C. Dimensionality Reduction & Clustering

Performs scaling of highly variable features and performs PCA

scaled_data <- ScaleData(normalized_data)
scaled_data <- RunPCA(scaled_data, features = VariableFeatures(object = scaled_data))
pca_plot <- DimPlot(scaled_data, reduction = "pca")
pca_plot

Note:

If you want to perform scaling of all genes, then run the following command instead of the previous one:

all.genes <- rownames(normalized_data)
scaled_data <- ScaleData(normalized_data, features = all.genes)
scaled_data <- RunPCA(scaled_data, features = all.genes)
pca_plot <- DimPlot(scaled_data, reduction = "pca")
pca_plot

Determines optimal dimensions using elbow plot

elbow <- ElbowPlot(scaled_data, ndim = 50)
elbow

Clusters cells using graph-based clustering

data <- FindNeighbors(scaled_data, dims = 1:20)
data <- FindClusters(data, resolution = 0.6, algorithm = 4)
levels(data)

Performs non-linear dimensionality reduction (UMAP & t-SNE)
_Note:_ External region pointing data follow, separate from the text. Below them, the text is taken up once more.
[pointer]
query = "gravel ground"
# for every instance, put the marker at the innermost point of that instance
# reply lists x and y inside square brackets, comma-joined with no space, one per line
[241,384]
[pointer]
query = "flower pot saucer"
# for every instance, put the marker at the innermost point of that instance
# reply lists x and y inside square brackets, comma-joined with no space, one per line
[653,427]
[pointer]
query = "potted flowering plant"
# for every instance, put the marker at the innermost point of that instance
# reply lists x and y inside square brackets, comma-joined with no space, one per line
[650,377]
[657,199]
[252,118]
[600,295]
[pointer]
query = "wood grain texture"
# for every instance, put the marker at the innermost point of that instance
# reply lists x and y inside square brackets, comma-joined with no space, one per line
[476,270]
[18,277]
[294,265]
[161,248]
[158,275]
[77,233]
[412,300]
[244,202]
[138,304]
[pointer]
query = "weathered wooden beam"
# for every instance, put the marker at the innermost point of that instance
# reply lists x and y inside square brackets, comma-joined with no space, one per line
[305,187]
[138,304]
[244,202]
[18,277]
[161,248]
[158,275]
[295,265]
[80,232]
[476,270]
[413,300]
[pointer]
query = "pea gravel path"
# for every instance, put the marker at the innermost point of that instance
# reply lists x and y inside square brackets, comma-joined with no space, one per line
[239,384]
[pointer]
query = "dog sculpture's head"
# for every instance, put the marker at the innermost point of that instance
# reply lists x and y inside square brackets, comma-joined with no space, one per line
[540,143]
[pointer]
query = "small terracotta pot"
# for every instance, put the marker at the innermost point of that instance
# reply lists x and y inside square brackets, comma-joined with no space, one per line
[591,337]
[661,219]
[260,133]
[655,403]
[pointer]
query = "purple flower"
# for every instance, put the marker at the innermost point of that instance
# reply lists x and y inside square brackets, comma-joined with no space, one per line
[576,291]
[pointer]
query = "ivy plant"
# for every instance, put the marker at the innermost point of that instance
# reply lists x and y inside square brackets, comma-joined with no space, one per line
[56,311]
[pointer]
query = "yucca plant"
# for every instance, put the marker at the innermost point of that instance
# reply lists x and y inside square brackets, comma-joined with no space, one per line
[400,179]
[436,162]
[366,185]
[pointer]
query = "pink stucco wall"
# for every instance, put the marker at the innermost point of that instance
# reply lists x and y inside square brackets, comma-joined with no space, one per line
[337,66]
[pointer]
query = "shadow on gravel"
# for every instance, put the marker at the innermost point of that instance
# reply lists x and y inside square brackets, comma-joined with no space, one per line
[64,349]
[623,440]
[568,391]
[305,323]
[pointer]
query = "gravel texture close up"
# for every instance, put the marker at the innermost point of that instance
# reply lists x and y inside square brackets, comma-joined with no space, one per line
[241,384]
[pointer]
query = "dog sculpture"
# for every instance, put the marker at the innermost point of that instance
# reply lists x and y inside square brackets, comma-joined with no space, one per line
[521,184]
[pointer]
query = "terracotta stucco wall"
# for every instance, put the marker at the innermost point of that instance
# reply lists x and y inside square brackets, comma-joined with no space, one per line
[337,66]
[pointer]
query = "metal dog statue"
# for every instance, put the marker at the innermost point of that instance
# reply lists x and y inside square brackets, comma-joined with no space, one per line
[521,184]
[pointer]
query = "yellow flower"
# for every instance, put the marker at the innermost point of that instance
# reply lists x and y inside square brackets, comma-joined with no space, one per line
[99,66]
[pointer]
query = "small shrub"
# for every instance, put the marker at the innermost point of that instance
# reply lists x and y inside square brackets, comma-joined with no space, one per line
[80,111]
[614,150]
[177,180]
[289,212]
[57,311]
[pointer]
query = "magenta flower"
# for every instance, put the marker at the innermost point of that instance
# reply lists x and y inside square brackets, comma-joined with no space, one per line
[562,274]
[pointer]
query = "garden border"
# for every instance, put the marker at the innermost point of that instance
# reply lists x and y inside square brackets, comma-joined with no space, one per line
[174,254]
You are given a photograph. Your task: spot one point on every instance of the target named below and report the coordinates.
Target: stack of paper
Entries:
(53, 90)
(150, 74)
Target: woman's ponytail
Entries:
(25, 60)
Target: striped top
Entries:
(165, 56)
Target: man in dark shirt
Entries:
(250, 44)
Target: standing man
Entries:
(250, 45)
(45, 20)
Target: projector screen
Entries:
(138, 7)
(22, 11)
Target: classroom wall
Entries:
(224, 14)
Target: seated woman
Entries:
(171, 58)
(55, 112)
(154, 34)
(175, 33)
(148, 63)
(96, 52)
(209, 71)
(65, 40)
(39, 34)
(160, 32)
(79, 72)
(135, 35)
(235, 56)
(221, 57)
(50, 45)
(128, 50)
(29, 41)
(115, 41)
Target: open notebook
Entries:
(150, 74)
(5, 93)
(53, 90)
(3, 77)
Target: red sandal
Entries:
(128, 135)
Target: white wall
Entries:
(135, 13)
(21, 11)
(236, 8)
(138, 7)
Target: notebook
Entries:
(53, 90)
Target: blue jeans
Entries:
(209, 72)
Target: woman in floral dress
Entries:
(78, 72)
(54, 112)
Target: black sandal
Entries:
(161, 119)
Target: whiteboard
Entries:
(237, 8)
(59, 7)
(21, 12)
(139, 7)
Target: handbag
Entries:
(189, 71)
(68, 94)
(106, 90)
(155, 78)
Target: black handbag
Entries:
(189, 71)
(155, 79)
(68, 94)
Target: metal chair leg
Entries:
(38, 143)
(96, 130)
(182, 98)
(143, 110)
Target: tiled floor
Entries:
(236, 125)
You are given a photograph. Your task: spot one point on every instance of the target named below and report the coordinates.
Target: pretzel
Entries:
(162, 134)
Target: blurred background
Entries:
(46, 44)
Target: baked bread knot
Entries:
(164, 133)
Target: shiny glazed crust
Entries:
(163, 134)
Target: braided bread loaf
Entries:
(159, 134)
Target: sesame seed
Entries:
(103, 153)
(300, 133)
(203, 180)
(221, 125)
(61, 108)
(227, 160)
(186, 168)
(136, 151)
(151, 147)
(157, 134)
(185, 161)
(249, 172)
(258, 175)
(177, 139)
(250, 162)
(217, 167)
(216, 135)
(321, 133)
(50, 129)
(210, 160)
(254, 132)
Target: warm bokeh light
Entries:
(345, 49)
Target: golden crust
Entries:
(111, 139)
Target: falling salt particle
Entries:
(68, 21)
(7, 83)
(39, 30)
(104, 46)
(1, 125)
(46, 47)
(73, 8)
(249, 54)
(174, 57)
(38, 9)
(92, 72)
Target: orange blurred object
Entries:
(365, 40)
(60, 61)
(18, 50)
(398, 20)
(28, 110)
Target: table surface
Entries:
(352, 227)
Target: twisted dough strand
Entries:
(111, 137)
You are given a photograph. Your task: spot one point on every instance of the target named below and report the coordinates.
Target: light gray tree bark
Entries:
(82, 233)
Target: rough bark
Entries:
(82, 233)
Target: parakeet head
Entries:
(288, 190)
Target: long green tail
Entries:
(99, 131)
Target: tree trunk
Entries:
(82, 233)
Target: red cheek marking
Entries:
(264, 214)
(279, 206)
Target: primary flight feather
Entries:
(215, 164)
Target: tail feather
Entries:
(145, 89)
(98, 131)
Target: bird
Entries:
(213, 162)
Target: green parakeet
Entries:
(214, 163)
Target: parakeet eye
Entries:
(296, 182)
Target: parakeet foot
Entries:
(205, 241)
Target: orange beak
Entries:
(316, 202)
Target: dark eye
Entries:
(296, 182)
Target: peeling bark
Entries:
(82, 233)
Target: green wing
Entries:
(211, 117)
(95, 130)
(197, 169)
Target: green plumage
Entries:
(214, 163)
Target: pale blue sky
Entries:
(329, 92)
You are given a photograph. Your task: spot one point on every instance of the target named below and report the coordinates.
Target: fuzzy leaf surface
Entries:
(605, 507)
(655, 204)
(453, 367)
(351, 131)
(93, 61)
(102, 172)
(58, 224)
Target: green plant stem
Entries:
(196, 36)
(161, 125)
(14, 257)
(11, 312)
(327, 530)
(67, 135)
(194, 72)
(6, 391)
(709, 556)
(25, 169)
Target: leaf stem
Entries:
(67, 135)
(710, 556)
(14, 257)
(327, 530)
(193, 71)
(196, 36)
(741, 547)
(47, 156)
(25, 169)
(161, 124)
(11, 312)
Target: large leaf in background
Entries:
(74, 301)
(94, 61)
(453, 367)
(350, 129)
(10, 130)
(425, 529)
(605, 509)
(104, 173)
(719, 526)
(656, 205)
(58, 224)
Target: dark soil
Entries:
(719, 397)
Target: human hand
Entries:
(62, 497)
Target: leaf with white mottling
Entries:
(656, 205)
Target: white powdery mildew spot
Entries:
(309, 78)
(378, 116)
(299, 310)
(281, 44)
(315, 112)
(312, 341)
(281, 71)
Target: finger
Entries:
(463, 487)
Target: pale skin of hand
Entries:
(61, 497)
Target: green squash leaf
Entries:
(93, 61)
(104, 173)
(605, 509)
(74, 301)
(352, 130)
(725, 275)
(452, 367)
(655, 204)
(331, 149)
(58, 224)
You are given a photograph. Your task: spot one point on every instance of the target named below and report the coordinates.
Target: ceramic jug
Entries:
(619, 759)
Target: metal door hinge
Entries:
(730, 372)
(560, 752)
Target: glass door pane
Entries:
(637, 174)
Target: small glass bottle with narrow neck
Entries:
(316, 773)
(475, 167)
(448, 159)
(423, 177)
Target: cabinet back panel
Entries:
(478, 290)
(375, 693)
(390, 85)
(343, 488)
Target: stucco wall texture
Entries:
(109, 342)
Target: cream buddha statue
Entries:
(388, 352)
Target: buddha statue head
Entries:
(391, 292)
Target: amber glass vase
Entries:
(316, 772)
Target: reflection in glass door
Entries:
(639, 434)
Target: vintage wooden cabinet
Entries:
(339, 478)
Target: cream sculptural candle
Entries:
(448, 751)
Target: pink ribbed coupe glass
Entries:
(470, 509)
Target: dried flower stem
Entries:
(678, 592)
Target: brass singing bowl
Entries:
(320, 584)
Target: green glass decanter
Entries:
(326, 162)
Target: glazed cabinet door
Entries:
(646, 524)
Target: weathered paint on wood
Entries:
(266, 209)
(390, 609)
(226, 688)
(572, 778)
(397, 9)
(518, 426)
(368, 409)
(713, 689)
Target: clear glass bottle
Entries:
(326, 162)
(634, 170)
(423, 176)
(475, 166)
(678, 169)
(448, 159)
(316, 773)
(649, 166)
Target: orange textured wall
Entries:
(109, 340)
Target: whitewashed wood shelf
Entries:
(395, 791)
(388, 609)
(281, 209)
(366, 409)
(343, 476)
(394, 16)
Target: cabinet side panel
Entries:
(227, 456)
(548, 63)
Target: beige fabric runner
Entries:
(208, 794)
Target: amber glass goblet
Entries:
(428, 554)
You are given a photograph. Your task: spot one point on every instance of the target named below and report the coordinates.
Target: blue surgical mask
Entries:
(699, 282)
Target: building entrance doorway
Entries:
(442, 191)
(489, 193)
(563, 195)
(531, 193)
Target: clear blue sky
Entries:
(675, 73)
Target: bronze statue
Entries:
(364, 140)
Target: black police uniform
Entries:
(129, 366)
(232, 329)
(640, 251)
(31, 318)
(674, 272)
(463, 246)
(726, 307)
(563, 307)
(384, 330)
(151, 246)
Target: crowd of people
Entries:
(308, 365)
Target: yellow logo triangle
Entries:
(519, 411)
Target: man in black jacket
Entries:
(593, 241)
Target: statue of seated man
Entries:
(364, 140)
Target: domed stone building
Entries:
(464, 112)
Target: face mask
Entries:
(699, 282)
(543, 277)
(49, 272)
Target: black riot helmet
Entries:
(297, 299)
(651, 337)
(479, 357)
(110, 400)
data <- RunUMAP(data, dims = 1:20)
data <- RunTSNE(data, dims = 1:20)

Visualizes clusters with and without conditions

umap <- DimPlot(data, reduction = "umap", label = TRUE)
umap

tSNE <- DimPlot(data, reduction = "tsne", label = TRUE)
tSNE

umap_condition <- DimPlot(data, reduction = "umap", label = TRUE,
                          split.by = "condition")
umap_condition

tSNE_condition <- DimPlot(data, reduction = "tsne", label = TRUE,
                          split.by = "condition")
tSNE_condition

PCA and Elbow Plot

UMAP and t-SNE - Cell Clusters

UMAP - Clusters Grouped By Condition

t-SNE - Clusters Grouped By Condition

D. Cell Type Annotation

Uses ScType database for automated cell type identification
Annotates clusters based on tissue markers
Assigns cell types and handles low-confidence annotations
Updates metadata with cell type classifications

# load gene set preparation function
source("https://raw.githubusercontent.com/IanevskiAleksandr/sc-type/master/R/gene_sets_prepare.R")
# load cell type annotation function
source("https://raw.githubusercontent.com/IanevskiAleksandr/sc-type/master/R/sctype_score_.R")

# DB file
db_ <- "https://raw.githubusercontent.com/IanevskiAleksandr/sc-type/master/ScTypeDB_full.xlsx";
# Available tissues: Brain, Lung, Adrenal, Immune system, Eye, Pancreas, Liver, Heart, Intestine, Muscle, Placenta, Spleen, Stomach, Thymus
tissue <- "Immune system"

# prepare gene sets
gs_list <- gene_sets_prepare(db_, tissue)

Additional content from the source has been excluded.